Nach einem Bericht der Nachrichtenagentur Reuters hat Putin auch einen Vertrag zur zusätzlichen Lieferung von 10 Milliarden Kubikmeter Erdgas an China mit im Gepäck. Auch das dürfte ein Signal an Europa und nicht zuletzt Deutschland sein, dass Russland nicht unbedingt auf den Gas-Export nach Westen angewiesen ist.

Sowohl die Washington Post als auch das US-Verteidigungsministerium berichten zeitgleich von russischen Plänen zur Inszenierung eines vermeintlichen Angriffs des ukrainischen Militärs auf russischem Hoheitsgebiet oder gegen russischsprachige Menschen in der Ostukraine. Zu diesem Zwecke sagte Pentagon-Sprecher John Kirby am Donnerstag, würde dann „ein sehr anschauliches Propagandavideo“ produziert.

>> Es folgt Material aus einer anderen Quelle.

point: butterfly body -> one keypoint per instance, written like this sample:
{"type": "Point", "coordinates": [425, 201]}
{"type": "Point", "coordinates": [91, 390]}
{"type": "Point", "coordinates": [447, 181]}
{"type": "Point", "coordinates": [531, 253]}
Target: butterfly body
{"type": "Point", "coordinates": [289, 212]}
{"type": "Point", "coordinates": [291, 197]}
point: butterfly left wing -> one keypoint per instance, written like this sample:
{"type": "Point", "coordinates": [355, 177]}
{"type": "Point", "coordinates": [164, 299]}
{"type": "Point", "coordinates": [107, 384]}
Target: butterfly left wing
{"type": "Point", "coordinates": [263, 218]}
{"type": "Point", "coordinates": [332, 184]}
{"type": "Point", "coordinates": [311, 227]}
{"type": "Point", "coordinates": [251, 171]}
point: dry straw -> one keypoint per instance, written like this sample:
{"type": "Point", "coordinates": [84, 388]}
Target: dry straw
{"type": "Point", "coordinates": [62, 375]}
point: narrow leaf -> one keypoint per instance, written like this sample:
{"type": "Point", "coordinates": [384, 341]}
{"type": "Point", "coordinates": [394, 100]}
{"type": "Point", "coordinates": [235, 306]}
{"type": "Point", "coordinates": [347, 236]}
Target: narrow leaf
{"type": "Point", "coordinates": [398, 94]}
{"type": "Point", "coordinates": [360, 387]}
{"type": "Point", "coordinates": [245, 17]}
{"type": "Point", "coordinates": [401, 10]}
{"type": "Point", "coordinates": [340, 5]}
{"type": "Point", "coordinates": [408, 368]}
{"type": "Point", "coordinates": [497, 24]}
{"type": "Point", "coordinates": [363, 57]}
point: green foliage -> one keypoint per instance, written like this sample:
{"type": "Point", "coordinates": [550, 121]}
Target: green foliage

Er unterstellte, dass darin mit Schauspielern nachgestellte Szenen von Gewalttaten und Trauernden zu sehen sein würden und auch das dort gezeigte militärische Ausrüstung so aussehen würde, als handele es sich um Waffenhilfe des Westens. Beweise lieferte Kirby für diese Vorwürfe nicht.